阿蕾奇诺独自在书房喝茶,视线掠过在门口抱紧挂坠咬牙啜泣的菲米尼,停留在桌上一份关于“灰河某放债团伙被不知名人士屠杀殆尽”的报告。
曾经,被欠下大额赌债且不知所踪的丈夫拖累,整日忍受放债人的催促,面对“将菲米尼抵给他们”的提议,一位走投无路的母亲,敲响了彼时处于库嘉维娜统治之下的壁炉之家的门,将孩子菲米尼托付给了这家孤儿院,孤身面对催债人的最后期限。
库嘉维娜欺骗菲米尼,是母亲将他卖进了壁炉之家这个需要自相残杀、决出最后站立的【王】的养蛊场,直至阿蕾奇诺杀死库嘉维娜、接手了壁炉之家,菲米尼才重获自由、能去寻找母亲的踪影。
可时过境迁,往事留下的只有一个沾染了血迹的挂坠。
12.
林尼得知壁炉之家将会迎来新成员时,他和琳妮特早已结束跟随塞萨尔学习魔术的培养任务,并成功融入了壁炉之家。
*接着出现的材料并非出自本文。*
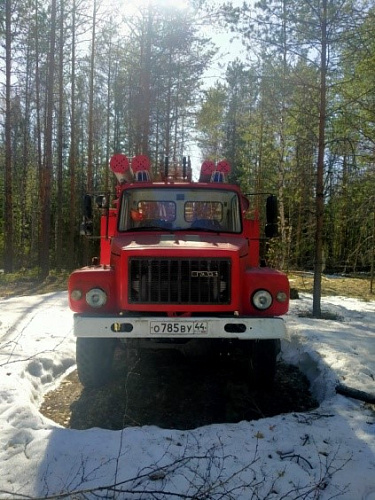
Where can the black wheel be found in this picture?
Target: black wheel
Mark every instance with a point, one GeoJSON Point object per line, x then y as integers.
{"type": "Point", "coordinates": [262, 363]}
{"type": "Point", "coordinates": [94, 360]}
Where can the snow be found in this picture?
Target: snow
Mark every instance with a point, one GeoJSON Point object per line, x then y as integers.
{"type": "Point", "coordinates": [325, 453]}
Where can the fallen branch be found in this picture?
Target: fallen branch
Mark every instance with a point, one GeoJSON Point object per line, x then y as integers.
{"type": "Point", "coordinates": [355, 393]}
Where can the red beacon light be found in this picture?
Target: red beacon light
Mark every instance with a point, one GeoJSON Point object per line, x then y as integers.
{"type": "Point", "coordinates": [214, 173]}
{"type": "Point", "coordinates": [141, 168]}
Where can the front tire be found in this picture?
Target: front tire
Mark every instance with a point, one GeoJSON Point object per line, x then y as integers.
{"type": "Point", "coordinates": [94, 358]}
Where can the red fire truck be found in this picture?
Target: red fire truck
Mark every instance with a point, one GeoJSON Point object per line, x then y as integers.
{"type": "Point", "coordinates": [179, 268]}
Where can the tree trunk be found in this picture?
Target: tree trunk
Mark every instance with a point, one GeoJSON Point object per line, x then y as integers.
{"type": "Point", "coordinates": [59, 204]}
{"type": "Point", "coordinates": [319, 203]}
{"type": "Point", "coordinates": [8, 215]}
{"type": "Point", "coordinates": [46, 181]}
{"type": "Point", "coordinates": [72, 153]}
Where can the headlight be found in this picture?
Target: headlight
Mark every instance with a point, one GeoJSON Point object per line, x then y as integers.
{"type": "Point", "coordinates": [262, 299]}
{"type": "Point", "coordinates": [281, 297]}
{"type": "Point", "coordinates": [76, 294]}
{"type": "Point", "coordinates": [96, 297]}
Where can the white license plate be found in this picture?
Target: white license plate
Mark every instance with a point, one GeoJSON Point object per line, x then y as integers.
{"type": "Point", "coordinates": [178, 327]}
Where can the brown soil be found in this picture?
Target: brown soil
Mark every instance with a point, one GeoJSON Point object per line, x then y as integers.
{"type": "Point", "coordinates": [170, 391]}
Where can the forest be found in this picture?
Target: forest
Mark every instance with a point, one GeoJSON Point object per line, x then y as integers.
{"type": "Point", "coordinates": [294, 114]}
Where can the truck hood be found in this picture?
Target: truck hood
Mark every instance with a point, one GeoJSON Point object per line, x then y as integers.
{"type": "Point", "coordinates": [165, 243]}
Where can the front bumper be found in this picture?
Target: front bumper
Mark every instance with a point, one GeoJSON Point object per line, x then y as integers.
{"type": "Point", "coordinates": [179, 327]}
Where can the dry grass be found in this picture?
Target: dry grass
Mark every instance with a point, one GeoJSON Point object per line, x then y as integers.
{"type": "Point", "coordinates": [27, 282]}
{"type": "Point", "coordinates": [346, 286]}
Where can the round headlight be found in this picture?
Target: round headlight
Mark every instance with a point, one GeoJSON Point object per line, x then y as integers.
{"type": "Point", "coordinates": [262, 299]}
{"type": "Point", "coordinates": [281, 297]}
{"type": "Point", "coordinates": [96, 297]}
{"type": "Point", "coordinates": [76, 294]}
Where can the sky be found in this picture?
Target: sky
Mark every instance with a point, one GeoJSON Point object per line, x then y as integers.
{"type": "Point", "coordinates": [325, 453]}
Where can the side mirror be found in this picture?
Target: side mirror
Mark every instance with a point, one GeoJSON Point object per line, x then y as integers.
{"type": "Point", "coordinates": [87, 206]}
{"type": "Point", "coordinates": [272, 212]}
{"type": "Point", "coordinates": [101, 201]}
{"type": "Point", "coordinates": [86, 227]}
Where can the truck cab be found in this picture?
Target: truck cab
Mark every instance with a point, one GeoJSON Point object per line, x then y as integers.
{"type": "Point", "coordinates": [179, 268]}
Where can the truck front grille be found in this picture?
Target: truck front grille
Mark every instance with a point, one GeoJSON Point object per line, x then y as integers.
{"type": "Point", "coordinates": [179, 281]}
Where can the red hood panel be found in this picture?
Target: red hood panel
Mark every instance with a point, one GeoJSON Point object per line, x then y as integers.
{"type": "Point", "coordinates": [179, 242]}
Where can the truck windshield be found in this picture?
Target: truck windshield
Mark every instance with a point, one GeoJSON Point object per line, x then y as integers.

回想最初被排斥的不安和局促,他提议为新来的家人举办一场欢迎晚会,私心也希望家人之间能早日破冰。
即使不知道壁炉之家此前笼罩在怎样的阴影之下,林尼仍能敏锐感知到家人彼此间长久存在的隔阂,那种时刻戒备、防范周遭人的习惯,让家的温暖始终无法长久。
鉴于林尼的热心肠,孩子们与他的关系都相当不错,欢迎晚会的事项在大家的默认下顺利通过。
“欢迎加入壁炉之家——!”
熟悉欢快的嗓洋溢着热情喜悦,变装后推门而入的渐晏被吓到,攥紧了羊毛外套的衣领,微抿着唇,看向门口郑重其事穿着米白色西装的小少年。
耳畔的心声欢快地叽叽喳喳,混杂着孩子们三三两两的欢迎问候,烧旺的炉火灼红了女孩的脸颊。
13.
老爷子让渐晏每三个月至少去一趟壁炉之家,待满半天再回来。
渐晏起初以为这是让阿蕾奇诺女士教导她的意思,但这位绅装丽人只是将她与寻常成员一样看待。
后来看多了老爷子和阿蕾奇诺女士的交易往来,渐晏觉得自己大概算一种“交易愉快”的象征。
但林尼从不这么认为。
他固执地认为渐晏只是还没融入壁炉之家,毕竟父亲大人阿蕾奇诺亲口说了,渐晏是壁炉之家的新成员。
这份热情相当狡黠,枫丹倏然而至的雨天、在那双紫罗兰眼眸注视下失灵的记性、嘈杂烦扰暧昧反复的心声,都似乎成了他的帮凶。
“我的伞借你,下次来时再还吧。”
“最近新构思了一个魔术,等我练熟了,让你当第一个观众好不好?”
“这是你上回遗落的书签,给,我有小心收着,绝对没有弄坏。”
下一次,再下一次。
三个月逐渐显得过长,林尼总有办法让渐晏在闲暇间念起壁炉之家。
屋里晾晒的伞,明明洗净了血迹,却还偶尔心神不宁地忧心是否还残留着难闻的气味。
偶然听到菲米尼着急地寻找着什么,终究还是迈进爷爷的书房,要了放债团伙的据点资料。
看书时被莉贝赫打扰着拽走,想用书签夹着,却发现丢在了那团温暖的炉火边。
……家。
壁炉之家的男孩都被冠以雪奈茨维奇的姓氏,女孩则姓雪奈茨芙娜。
她名为渐晏·尤斯提亚。
14.
莉贝赫知道表妹有一枚很宝贝的书签,那是塞拉菲娜夫人送给渐晏的最后一份生辰贺礼。
听闻塞拉菲娜夫人专程亲自前往遥远的璃月,拣选最漂亮的琥珀,找寻能工巧匠雕琢成琵琶,琴弦如金丝闪烁,雕刻卷草纹的琴头穿孔系着酒红丝绳,边缘渐变为深棕红,是矿石美丽的天然纹路。
书签背面阴刻着一行诗:“总角之宴,言笑晏晏。”
这让莉贝赫想起听母亲露维希说过,早年间大舅格狄为了追求塞拉菲娜小姐,使劲了浑身解数,到处打听佳人的喜好。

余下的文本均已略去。